Another voice; Zenkovitch guessed it was Suslov, the dour Georgian marshal. "You seem to take the loss of our rail link for granted."

"We have known it was vulnerable. We can only sell it dearly and," he tried rough optimism, "hope the sale is not transacted."

Konieff, the crucial connection between the RUS Army high command and the all-powerful Supreme Council, headed off this clash of generals with, "Can our troops move beyond those passes to Ulan Bator?"

"I could have two divisions in Mongolia in sixty hours," Suslov rasped. "But they would only draw more Chinese into a region that must be defended man against man. Far more efficient to strike directly into Sinkiang, as I outlined in my summary."

Murmurs of agreement, with no grave dissent. RUS supply lines were much better to the Kazakhstan-Sinkiang border, and the Kazakhs — more or less friendly — were not expected to resist RUS troops moving toward China.

"And where do you stand on the defense of Irkutsk?"

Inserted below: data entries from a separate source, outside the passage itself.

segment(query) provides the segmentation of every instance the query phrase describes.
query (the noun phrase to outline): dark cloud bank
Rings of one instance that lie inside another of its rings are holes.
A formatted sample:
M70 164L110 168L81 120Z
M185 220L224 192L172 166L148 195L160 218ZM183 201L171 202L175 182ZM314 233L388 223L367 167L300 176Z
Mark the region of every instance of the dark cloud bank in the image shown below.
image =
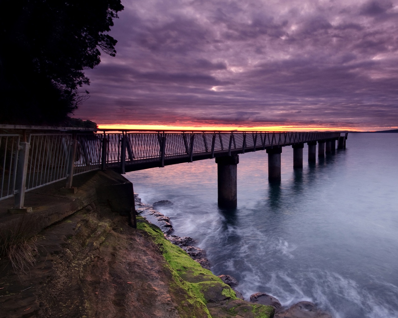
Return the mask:
M75 116L101 124L398 126L398 1L125 1Z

"I concur with Zenkovitch," said Suslov, "with division HQ supporting a brigade of mountain troops in the passes north of Ulan Bator. No more than a brigade at the moment; we do not want to overstate our preparations there."

When Suslov and Zenkovitch agreed, it was a marriage of exigency and monolithic far-sightedness: fox and hedgehog. Konieff expected agreement from the Supreme Council and said as much.

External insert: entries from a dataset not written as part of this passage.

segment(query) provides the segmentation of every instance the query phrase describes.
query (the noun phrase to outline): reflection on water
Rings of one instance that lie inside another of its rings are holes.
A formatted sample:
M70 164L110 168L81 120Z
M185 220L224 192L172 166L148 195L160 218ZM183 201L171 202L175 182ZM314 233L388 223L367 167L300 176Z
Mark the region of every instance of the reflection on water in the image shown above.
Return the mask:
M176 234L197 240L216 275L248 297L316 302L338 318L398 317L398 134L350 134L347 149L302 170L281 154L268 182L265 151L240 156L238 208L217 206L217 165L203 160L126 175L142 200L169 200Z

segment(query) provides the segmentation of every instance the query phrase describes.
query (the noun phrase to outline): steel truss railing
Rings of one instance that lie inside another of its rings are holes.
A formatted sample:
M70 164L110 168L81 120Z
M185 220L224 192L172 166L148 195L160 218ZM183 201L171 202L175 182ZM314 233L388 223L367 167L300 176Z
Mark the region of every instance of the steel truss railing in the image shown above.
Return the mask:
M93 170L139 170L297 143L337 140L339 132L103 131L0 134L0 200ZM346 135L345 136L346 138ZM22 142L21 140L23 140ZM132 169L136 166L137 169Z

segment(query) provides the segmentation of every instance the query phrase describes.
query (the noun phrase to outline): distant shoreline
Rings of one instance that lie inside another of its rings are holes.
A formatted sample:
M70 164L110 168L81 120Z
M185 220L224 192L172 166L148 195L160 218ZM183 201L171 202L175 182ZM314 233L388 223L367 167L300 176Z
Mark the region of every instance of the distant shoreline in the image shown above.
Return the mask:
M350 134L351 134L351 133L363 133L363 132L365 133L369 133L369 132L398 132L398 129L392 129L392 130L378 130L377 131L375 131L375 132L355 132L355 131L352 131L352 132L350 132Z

In another war room near Yangku, Minister of Defense Chang Wei mused over a battle map with strategists of the CPA; the Chinese People's Army. The relief map might have seemed anachronistic with Chang, at forty-three the most vigorous leader of the CPA since Lin Piao during the historic Long March. Yet the solidity of the map lent an air of realism somehow lacking in video displays. Chang's heavy-lidded eyes were cool, but the pulse at his temple was prominent: When he spoke now, the chiefs of staff knew he addressed rotund Jung Hsia, Marshal of the 3rd CPA. "The flatlands and marshes of the Amur were a bitter lesson, compatriots. We would have done better to strike from Ulan Bator."

Jung swallowed audibly. Wu Shih, a Jung disciple who was quick to see an implication, took the apologist's role. "The Amur spearhead was a courageous blow, esteemed Chang. With more hovercraft, the 3rd Army might have reached the Dzhagdy Chain before the counterblow fell." The Dzhagdy range was the last natural barrier to the Okhotsk Sea. Once into those recesses, the CPA troops could have lived through the Wall of Lenin. “We all accepted the risk; must we not accept its consequences?"

As Chang replied he removed small counters from the map, bitterly aware of their symbolism. "Three front-line divisions are a costly consequence," he said, and glanced almost shyly at the small colorless man who had so far said nothing. "Fortunately, I am assured, Minister Cha can extract a greater toll from the enemy."